Alliance currently charges investors in the company’s stock and bond funds an average of 0.58% of assets in management fees with an average stock fund management fee of approximately 0.77%. With a 20% reduction in mutual fund management fees, investors would pay an average 0.46% overall at Alliance and just under 0.62% on its stock funds. These reductions would put Alliance’s fees just below the average charges by mutual funds of 0.53% in overall management fees and 0.65% on stock funds, according to data from Lipper Inc. cited by the Journal.
A final agreement to settle allegations by Spitzer’s office and the US Securities and Exchange Commission (SEC) of improper market timing and late-trading activities at Alliance could be announced later this week. The final settlement would also include a number of structural changes in the way Alliance funds are run.
Reports of the fee cut though are only likely to further divide the Spitzer and SEC camps on the best way to handle mutual fund company settlements in the current trading imbroglios. While the investigation has not been focused on whether or not Alliance’s fees are reasonable, but rather if improper trading that was allowed to take place, and how it affected the average fund holders, Spitzer has made mutual fund management fees a focus of his investigation. Conversely, the SEC argues that management fees should be handled separately.

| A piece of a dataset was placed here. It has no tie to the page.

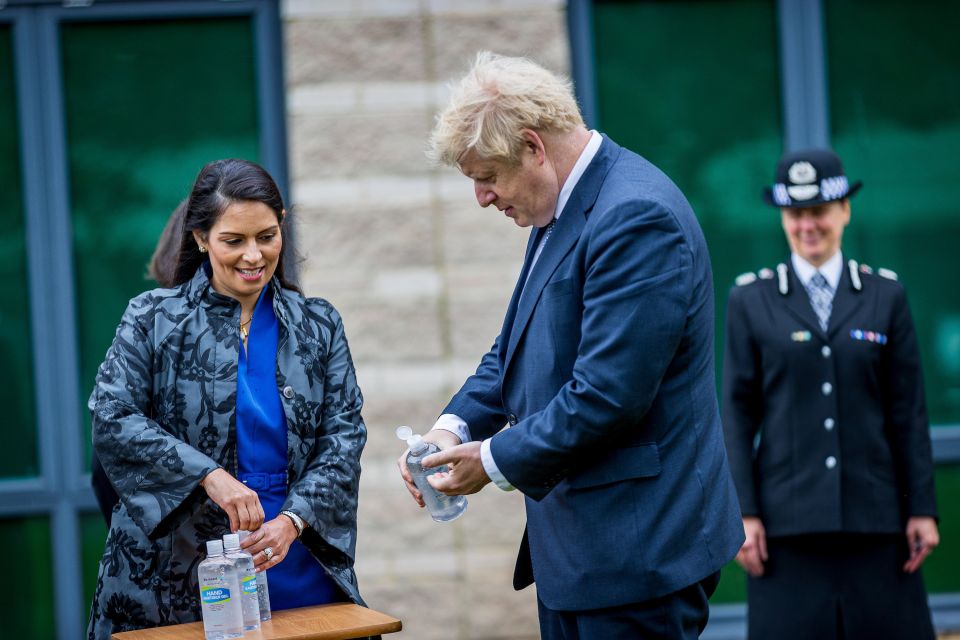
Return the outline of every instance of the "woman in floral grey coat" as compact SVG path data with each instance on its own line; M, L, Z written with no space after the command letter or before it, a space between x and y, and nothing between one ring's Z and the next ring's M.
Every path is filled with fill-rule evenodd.
M340 316L284 279L285 211L262 168L208 164L187 207L176 285L130 302L90 397L120 496L91 640L198 620L204 542L238 529L253 532L258 570L272 569L274 608L288 604L275 597L285 567L307 580L291 583L306 604L362 604L366 429Z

Alliance Capital manages a total of $456 billion and, with $39 billion held in its mutual funds, is one of the nation’s largest publicly traded mutual-fund companies. The company, which is majority-owned by AXA Financial, the US unit of French insurer AXA, has admitted to allowing market timing in an undisclosed number of US stock funds, although it was contrary to its anti-timing policies.
After disclosing these activities, last month the company announced the departures of John Carifa and Michael Laughlin at the firm’s request, because of their involvement with “inappropriate” market timing including some transactions that hurt the company’s fund shareholders (See Alliance Capital Execs Forced Out by Trading Scandal ). Carifa was president, chief operating officer, and director of Alliance Capital, and chairman of the board of its mutual funds. Laughlin was chairman of Alliance Capital’s mutual fund distribution unit. Gerald Lieberman became director of Alliance Capital and the firm’s chief operating officer and Marc Mayer assumes leadership of Alliance Capital’s mutual fund business.